There, a page over, lies a greater visibility to all things
which define movement. As for my world, it seems extinct.
Famished. Unseasoned and unfinishable.
I speak of disappearance as if it was
a romantic interlude, where I could return to a life
lived in between suspense and a desire for all that breathes
and quickly unravels.
Turquoise is my mood most days. A colour that scrapes the air
with magic, that touches my hands with an almost frightening scent
of what tomorrow might bring.

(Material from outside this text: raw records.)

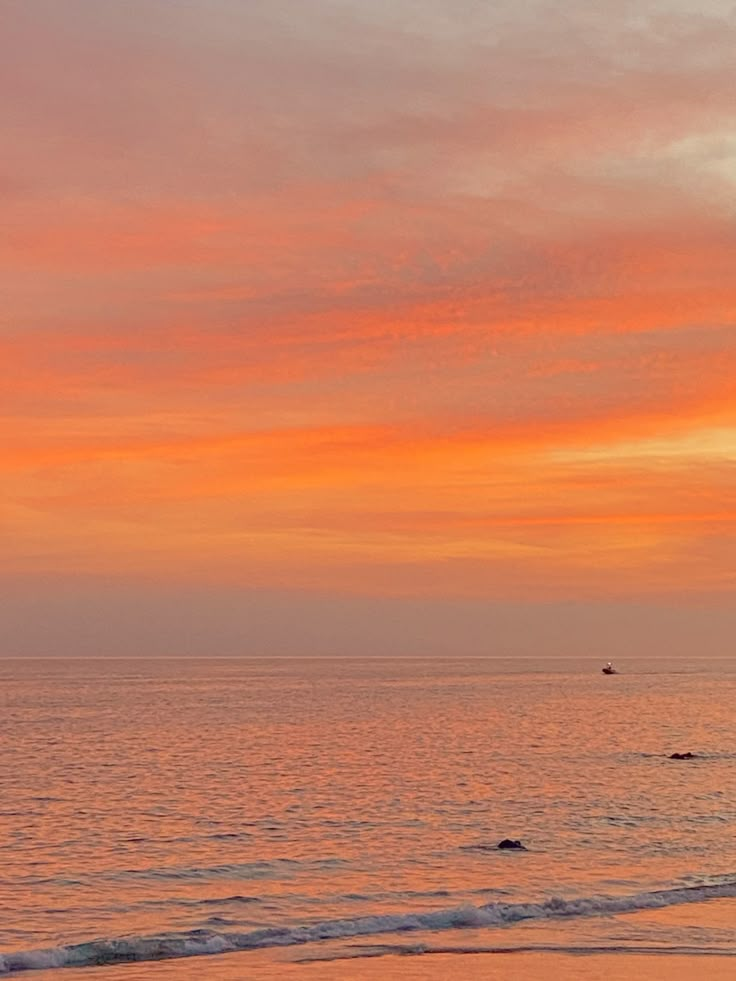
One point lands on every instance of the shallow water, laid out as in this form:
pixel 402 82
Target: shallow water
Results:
pixel 190 807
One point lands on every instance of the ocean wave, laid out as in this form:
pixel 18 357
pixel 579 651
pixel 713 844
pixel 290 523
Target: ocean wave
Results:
pixel 199 942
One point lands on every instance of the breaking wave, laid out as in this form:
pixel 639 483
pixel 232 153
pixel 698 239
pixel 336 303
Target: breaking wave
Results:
pixel 198 942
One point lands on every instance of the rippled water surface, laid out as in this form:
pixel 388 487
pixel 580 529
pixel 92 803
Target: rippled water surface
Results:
pixel 197 806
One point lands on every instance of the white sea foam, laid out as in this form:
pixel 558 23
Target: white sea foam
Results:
pixel 198 942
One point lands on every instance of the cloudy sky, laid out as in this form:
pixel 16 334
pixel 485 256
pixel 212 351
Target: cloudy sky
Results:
pixel 368 327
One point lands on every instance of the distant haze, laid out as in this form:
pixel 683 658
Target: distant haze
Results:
pixel 367 328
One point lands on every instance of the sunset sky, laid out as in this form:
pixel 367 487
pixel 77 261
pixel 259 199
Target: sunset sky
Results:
pixel 391 326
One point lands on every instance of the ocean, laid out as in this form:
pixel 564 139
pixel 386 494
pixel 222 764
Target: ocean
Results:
pixel 258 816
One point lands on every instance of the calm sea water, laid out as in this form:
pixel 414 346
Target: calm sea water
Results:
pixel 346 807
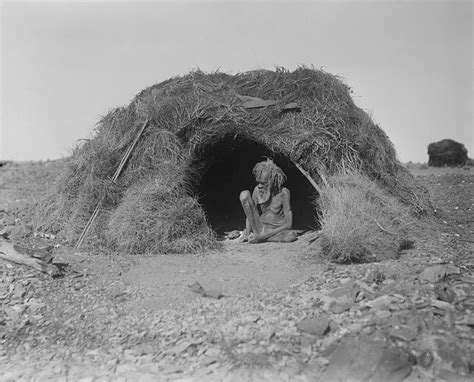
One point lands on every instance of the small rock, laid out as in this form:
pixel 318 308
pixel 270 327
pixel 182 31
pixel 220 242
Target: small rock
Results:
pixel 438 272
pixel 404 334
pixel 340 307
pixel 442 305
pixel 20 291
pixel 380 303
pixel 425 359
pixel 444 292
pixel 317 326
pixel 450 352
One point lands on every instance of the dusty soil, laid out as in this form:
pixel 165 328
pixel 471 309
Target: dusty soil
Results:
pixel 285 313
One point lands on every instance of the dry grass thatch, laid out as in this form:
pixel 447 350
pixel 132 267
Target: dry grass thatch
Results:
pixel 360 221
pixel 152 208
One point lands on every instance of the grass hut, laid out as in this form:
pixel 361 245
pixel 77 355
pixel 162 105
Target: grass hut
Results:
pixel 180 187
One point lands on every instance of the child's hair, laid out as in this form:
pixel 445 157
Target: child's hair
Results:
pixel 269 168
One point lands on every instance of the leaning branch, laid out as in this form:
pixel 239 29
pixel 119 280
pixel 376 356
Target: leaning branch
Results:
pixel 8 253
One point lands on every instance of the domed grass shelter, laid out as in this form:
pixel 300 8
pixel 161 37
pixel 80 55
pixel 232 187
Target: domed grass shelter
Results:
pixel 203 133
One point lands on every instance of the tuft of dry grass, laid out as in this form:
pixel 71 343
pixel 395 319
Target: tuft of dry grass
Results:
pixel 360 221
pixel 187 115
pixel 155 216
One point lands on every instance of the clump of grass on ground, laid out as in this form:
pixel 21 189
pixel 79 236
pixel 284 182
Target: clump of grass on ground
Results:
pixel 360 221
pixel 156 216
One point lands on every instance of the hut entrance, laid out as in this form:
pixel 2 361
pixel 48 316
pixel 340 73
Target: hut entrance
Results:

There is danger in this discomfort
that I might live too long, forget the reason I am still here,
waiting for a question that will never be answered until I am gone,
a home away from home, a tissue blown twice too many times
to afford any space upon which to clear my lungs again.
So I can breathe eternal, jump and skip as if I was
seven years old again, mud stuck to my gumboots,
searching for mushrooms, and magpies ready to attack
the next shimmering light in a forest.
I am a boy afraid to go to sleep most nights, afraid of
not quite dreaming the dreams I'd saved for just that moment
when disaster escapes another life to enter yours
until you wake up, knowing there is no release, no sense
of being one with another until they open their lips
and tell you themselves not to worry, not to be so cold
or alone out there in this smoky city, windows open
to possibilities, time clicking down into an enigma
of companionship, locked hands and locked hearts
writing turquoise into the sky with you.